That is why we distinguish between 'real value' and 'nominal value.'

1 comments

>> $1 after inflation is still $1. It is just that the value of $1 is now different.

>That is why we distinguish between 'real value' and 'nominal value.'

What will the real value of a $1 bond be on your balance sheet the day it matures? exactly $1

> What will the real value of a $1 bond be on your balance sheet the day it matures? exactly $1

The real value in future-date dollars will be $1. In present-day dollars it is likely to be less, the ability to refer to which distinction is the purpose of the formal difference between nominal and real value.

I agree. The difference between the two converges to zero as your your comparison time frames go to zero.

Initial time for real dollar caluculation can be anything. You can ask what your real dollar salary is relative to 1950, or relative to 1951, or yesterday.
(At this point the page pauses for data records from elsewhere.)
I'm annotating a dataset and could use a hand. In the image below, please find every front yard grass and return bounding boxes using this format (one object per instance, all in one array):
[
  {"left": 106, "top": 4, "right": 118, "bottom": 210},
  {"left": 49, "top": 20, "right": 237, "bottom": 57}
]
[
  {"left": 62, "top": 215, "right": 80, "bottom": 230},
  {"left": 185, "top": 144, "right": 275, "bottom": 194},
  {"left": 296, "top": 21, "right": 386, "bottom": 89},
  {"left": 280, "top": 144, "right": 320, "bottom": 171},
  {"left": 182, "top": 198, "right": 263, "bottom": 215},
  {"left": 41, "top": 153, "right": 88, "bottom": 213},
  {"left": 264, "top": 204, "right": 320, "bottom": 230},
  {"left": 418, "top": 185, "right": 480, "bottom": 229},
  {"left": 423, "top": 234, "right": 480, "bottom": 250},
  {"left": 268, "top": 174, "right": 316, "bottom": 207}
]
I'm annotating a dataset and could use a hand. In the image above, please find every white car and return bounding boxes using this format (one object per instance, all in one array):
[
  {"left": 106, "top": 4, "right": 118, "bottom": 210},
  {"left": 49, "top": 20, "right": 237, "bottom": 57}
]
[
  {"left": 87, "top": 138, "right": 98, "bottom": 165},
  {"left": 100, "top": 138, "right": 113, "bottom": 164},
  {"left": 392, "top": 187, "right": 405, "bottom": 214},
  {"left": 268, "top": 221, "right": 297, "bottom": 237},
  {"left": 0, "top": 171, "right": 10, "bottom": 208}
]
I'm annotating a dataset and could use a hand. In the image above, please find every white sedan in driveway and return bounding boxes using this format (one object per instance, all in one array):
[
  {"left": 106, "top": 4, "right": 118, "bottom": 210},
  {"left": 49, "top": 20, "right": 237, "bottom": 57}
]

You can ask what was the real dollar salary in 1951 relative to 1950, or 2051 compared to 2050.

While I meant to write real dollars, I wish I wrote nominal, based on how much confusion it caused.

I still stand by the idea that it is silly, and not very useful to put a future return on investment on an asset list in to 2023 dollars using a 10 year inflation projection.

Then the reported asset would fluctuate based on your model, and you already know exactly where it will end on the maturation date.

> Initial time for real dollar caluculation can be anything. You can ask what your real dollar salary is relative to 1950, or relative to 1951, or yesterday.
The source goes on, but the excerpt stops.